Nada sei de psicologia, leitor, nem sou sequer um estudioso da matéria. Entretanto, este livro, em particular, lançou luzes sobre algumas decisões de minha vida e sou grato ao autor por isto. Adquiri um profundo respeito por este doutor Viktor Emil Frankl. Afinal, alguém que sofreu o que ele sofreu em um campo de concentração, por três anos sem trégua, tendo perdido toda sua família, esposa e mesmo assim, nunca ter-se posto como vítima da Maldade Humana (assim mesmo, com maiúsculas, como se fosse uma entidade supra-humana) dá autoridade e coerência ao seu método psicoterápico.
E, respondendo porque este livro, que vendeu milhões de exemplares no mundo todo, não figura sequer no segundo lugar entre as preferências dos sobreviventes do holocausto (o primeiro lugar é O Diário de Anne Frank), Frankl responde que pode ser porque em seu livro, nenhuma vez figura a palavra judeu. Em nenhum trecho ele vocifera contra os alemães. Ele compreende o humano, com suas oscilações entre o mal e o bem, entre o acerto e o erro.

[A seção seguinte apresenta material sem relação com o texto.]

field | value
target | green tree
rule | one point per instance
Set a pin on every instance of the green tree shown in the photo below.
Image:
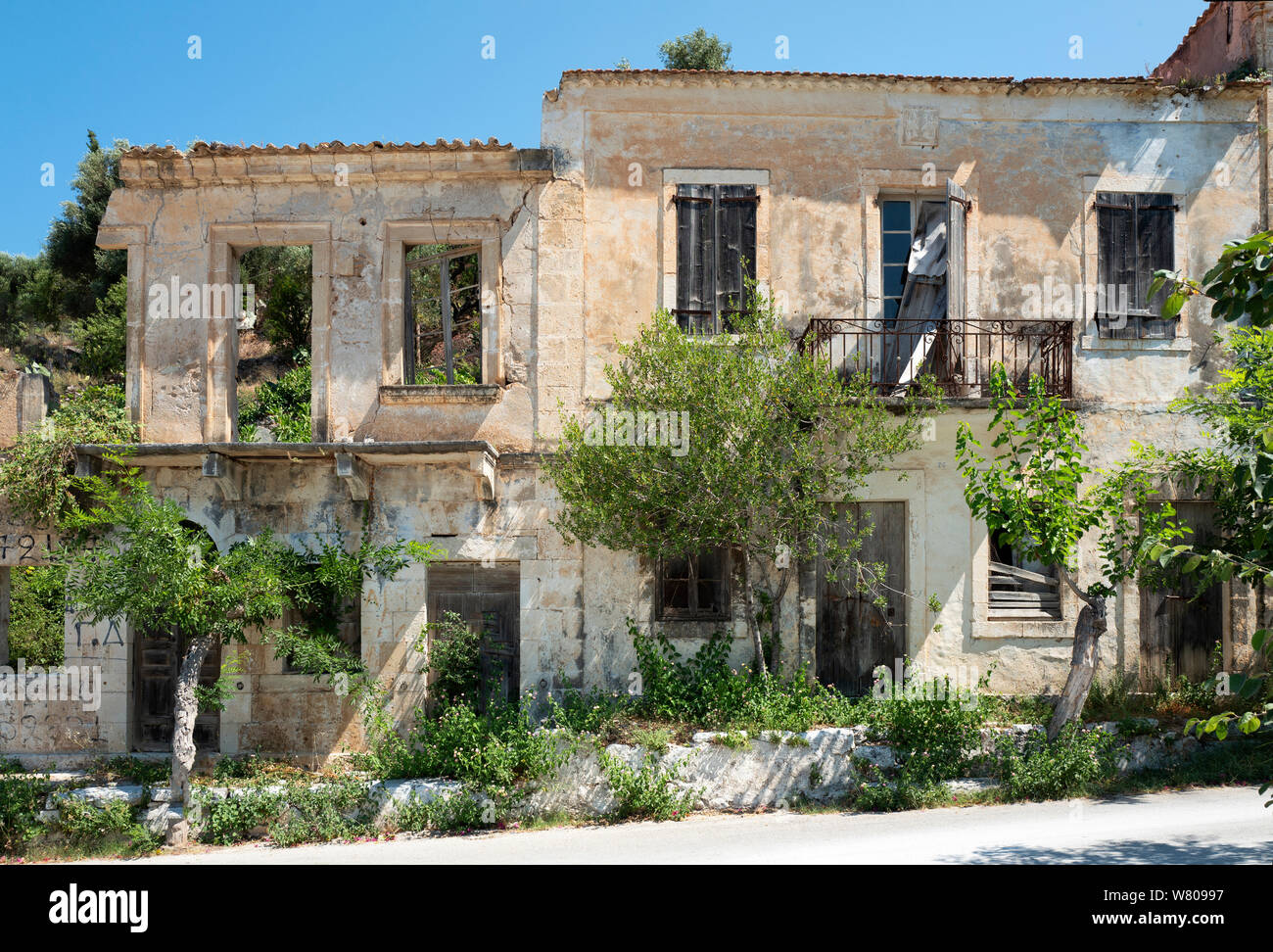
(71, 247)
(283, 281)
(132, 556)
(37, 472)
(102, 335)
(17, 272)
(1238, 412)
(695, 51)
(772, 436)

Em Busca de Sentido é, por tudo o que se disse acima, uma destas obras preciosas. A leitura dela me fez sentir quase um privilegiado por ter investido tanto esforço, tanto tempo em me tornar um leitor razoavelmente maduro. E digo razoavelmente porque este é um processo sem fim. Enquanto eu ler, estarei em maturação. E isto está para mim, após a leitura deste volume, mais claro que antes.